Washington Post sale: Employees say sale may save paper

Like so many papers these days, the Washington Post's newspaper division is struggling. It's seen a 44 percent decline in operating revenue in the past six years.

Some workers Tuesday said selling to founder Jeff Bezos might be the only way out.

“I think a lot of people are scared, but there also extremely excited at the same time,” says staffer Francesca Etchegaray.

Rita Coopersmith, who has worked here in the advertising department almost 30 years, is supportive of the sale.

“This was the best move that they could do and the survival of the paper is very important,” she says.

Indeed, as increasing numbers of newspapers cut back or close up shop completely, the Post has gone more to online subscription and advertisements.

Still, having an iconic family-owned paper go to a mogul is uncharted waters.

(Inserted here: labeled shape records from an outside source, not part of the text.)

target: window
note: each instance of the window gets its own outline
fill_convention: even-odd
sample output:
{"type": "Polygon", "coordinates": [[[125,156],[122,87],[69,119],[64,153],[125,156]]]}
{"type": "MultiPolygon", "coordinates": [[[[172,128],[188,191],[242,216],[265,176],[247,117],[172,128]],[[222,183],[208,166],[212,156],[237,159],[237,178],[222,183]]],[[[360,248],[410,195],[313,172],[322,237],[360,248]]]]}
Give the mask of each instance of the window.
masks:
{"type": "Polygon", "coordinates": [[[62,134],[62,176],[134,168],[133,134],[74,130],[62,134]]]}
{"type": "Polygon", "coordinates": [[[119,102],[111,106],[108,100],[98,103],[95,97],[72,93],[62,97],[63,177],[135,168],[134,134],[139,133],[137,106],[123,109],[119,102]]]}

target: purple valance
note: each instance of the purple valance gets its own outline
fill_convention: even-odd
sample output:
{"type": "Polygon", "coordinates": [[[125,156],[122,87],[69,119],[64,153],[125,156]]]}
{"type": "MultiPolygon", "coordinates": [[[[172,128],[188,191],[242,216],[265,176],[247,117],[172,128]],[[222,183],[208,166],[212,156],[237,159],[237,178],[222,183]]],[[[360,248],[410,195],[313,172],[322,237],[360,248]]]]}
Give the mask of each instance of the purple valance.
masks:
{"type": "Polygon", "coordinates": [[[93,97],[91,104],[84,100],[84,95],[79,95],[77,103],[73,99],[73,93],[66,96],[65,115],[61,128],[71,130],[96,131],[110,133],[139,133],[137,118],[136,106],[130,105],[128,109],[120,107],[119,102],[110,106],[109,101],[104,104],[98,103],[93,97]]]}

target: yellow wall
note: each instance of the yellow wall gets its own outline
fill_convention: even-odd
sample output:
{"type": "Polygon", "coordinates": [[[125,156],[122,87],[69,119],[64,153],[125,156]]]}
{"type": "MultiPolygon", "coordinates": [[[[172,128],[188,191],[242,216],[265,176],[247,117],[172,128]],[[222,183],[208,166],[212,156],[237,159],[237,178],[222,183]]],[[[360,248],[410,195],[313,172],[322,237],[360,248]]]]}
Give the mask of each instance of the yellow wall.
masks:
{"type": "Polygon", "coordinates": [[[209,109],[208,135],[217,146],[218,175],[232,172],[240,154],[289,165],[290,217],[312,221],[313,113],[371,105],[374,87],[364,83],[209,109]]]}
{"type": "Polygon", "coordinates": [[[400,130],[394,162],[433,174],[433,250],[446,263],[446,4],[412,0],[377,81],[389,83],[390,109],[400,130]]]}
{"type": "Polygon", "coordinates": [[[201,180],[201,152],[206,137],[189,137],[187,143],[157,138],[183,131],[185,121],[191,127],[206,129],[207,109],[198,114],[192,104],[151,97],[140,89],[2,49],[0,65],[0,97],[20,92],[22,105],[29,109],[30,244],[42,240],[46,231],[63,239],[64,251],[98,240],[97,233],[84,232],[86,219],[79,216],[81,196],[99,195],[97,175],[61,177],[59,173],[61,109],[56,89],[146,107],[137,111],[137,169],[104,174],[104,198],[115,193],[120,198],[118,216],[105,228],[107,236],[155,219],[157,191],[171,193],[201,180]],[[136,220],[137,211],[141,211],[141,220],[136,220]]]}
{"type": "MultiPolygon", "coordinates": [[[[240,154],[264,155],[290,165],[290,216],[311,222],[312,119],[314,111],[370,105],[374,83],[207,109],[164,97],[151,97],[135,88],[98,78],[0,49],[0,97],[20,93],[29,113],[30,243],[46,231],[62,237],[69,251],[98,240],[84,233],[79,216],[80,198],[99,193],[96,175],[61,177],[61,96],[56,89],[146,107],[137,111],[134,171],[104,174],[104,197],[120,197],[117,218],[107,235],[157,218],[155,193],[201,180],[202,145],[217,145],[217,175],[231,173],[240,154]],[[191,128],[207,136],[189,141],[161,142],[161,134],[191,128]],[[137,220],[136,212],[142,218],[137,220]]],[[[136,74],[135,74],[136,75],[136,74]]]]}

Tyrone Waiters reads the Express, a free Post-owned daily also part of the sale. But he gets most of his news online.

“I don't buy the Post or do anything like that. I don't pay for the paper but I do the freebies, just come out to the park,” he says.

And free online makes it increasingly tough for the old-fashioned Post to survive.

David Yudin's daily morning ritual includes a cup of coffee and the Post was jolted by news of the sale.

“The Grahams (are) like an institution in Washington,” he says. “That was an absolute shock to me.”